Alerte au rapt virtuel en Espagne
Cette nouvelle forme d’arnaque fait rage : des cyber-ravisseurs font croire à l’enlèvement d’un proche pour obtenir une rançon. Plus de 700 plaintes ont été enregistrées.
Prise de risque limitée, argent rapide, investissement zéro. C’est le délit en plein boum
en Espagne : l’enlèvement virtuel. Tout commence par un appel téléphonique, généralement sur le poste fixe d’une personne choisie au hasard. Au bout du fil : des cris, des pleurs, une voix méconnaissable qui demande de l’aide. Puis un homme prend la ligne et demande le paiement immédiat d’une rançon pour libérer le proche qu’il vient de kidnapper.
Souvent, afin de rendre l’enlèvement plus crédible, les délinquants ont au préalable pêché sur Facebook des informations sur la vie privée de la fausse victime, qu’ils laissent tomber au milieu d’une conversation qui peut durer des heures.

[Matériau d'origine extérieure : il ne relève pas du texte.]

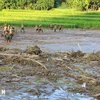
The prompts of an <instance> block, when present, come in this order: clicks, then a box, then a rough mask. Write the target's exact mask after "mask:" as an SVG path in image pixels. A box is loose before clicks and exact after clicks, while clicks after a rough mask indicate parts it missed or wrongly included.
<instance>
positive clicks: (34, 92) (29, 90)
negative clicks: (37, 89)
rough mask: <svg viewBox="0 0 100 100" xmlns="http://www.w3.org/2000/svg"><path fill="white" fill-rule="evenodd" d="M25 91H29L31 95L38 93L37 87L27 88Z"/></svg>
mask: <svg viewBox="0 0 100 100" xmlns="http://www.w3.org/2000/svg"><path fill="white" fill-rule="evenodd" d="M26 92H30V93H32V94H33V95H38V94H39V91H38V90H37V89H27V90H26Z"/></svg>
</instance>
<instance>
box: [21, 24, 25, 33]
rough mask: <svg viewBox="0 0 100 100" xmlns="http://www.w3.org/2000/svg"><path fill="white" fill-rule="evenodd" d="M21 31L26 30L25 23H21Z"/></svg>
mask: <svg viewBox="0 0 100 100" xmlns="http://www.w3.org/2000/svg"><path fill="white" fill-rule="evenodd" d="M21 32H25V27H24V24H21Z"/></svg>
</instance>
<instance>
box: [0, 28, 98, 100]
mask: <svg viewBox="0 0 100 100" xmlns="http://www.w3.org/2000/svg"><path fill="white" fill-rule="evenodd" d="M99 42H100V41H99V30H76V29H74V30H70V29H68V30H63V31H61V32H56V33H55V32H53V30H49V31H48V30H46V29H45V30H44V32H43V33H36V32H35V30H34V29H31V28H30V29H29V28H28V29H26V31H25V33H20V32H19V31H17V33H16V34H15V36H14V38H13V40H12V42H11V43H6V42H5V41H4V37H0V90H2V89H5V90H6V95H2V94H1V95H0V100H94V95H95V94H98V93H100V51H99V47H98V45H99ZM36 45H37V46H36ZM52 45H53V46H52ZM87 45H88V48H89V47H90V49H88V48H87ZM91 45H92V46H93V48H91V47H92V46H91ZM27 46H28V47H27ZM34 46H35V47H34ZM95 46H96V47H95ZM5 47H6V48H5ZM79 49H82V51H77V50H79ZM72 50H74V51H72ZM93 50H95V52H93ZM96 51H98V52H96ZM84 84H85V85H84Z"/></svg>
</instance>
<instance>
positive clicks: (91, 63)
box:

Car pour que le piège fonctionne, ils obligent leur interlocuteur à mener toutes les opérations en restant en ligne, les empêchant ainsi de vérifier l’enlèvement ou d’appeler la police.
De 1 000 à 10 000 euros de rançon
On les enjoint, sous peine d’entendre agoniser leur proche en direct, à virer des sommes allant de 1 000 à 10 000 euros sur le numéro de compte bancaire précisé, par le biais d’une agence internationale de transfert d’argent. Une fois le virement effectué, la conversation est interrompue. Le tour est joué.
Entre février 2015, première vague de cas recensés en Espagne, et le 1er juillet 2016, date du dernier bilan effectué, la police espagnole a recensé plus de 700 plaintes pour enlèvement virtuel, aussi appelé « extorsion téléphonique ». Le montant dérobé n’est pas faramineux : il s’élèverait à 32 000 euros au total, car seuls 5 % des personnes tombent dans le piège et, pour aller vite, les faux kidnappeurs abaissent facilement leurs exigences. Mais depuis quelques semaines, celles-ci ont été multipliées par trois, raison pour laquelle la Guardia Civil a voulu « alerter » la population cet été. Elle a donc communiqué les procédés utilisés par les délinquants et édité un guide pour éviter les pièges : prêter attention aux préfixes inconnus des appels, ne pas hésiter à couper la conversation, l’enregistrer si possible, laisser une autre ligne libre pour vérifier la véracité du kidnapping…
Des prisonniers chiliens
« Ces dernières semaines, nous avons reçu une nouvelle vague de plaintes qui coïncide avec la saison estivale, quand il est plus difficile de contacter ses proches », a expliqué le capitaine Alvaro Montero, chef de l’équipe d’enlèvement et extorsion de l’unité centrale opérationnelle de la garde civile. « Nouvelle » car l’an dernier déjà, entre février et octobre 2015, l’Espagne avait connu le même fléau. Jusqu’à ce que les délinquants soient identifiés dans une prison chilienne : Colina II, située à quelques kilomètres de Santiago et réputée l’une des plus dangereuses du pays. Treize prisonniers, qui passaient leurs appels avec des téléphones portables cachés dans leurs cellules, ont été mis en examen grâce à la collaboration des polices espagnole et chilienne.
Depuis, la pratique a fait des émules. Et si « presque tous » les enlèvements virtuels sont à nouveau orchestrés depuis le Chili, « 4 % des appels reçus dans cette nouvelle vague ont été passés depuis l’Espagne », souligne Alvaro Montero.
En Amérique latine, le phénomène existe depuis plus longtemps et s’appuie sur la peur, justifiée dans des pays comme le Mexique ou l’Argentine, par de véritables enlèvements. Mais en s’attaquant à des Espagnols, les prisonniers chiliens ont l’avantage de mettre des dizaines de milliers de kilomètres entre eux et leurs victimes, choisies dans un pays européen où le pouvoir d’achat est supérieur au leur, tout en parlant la même langue.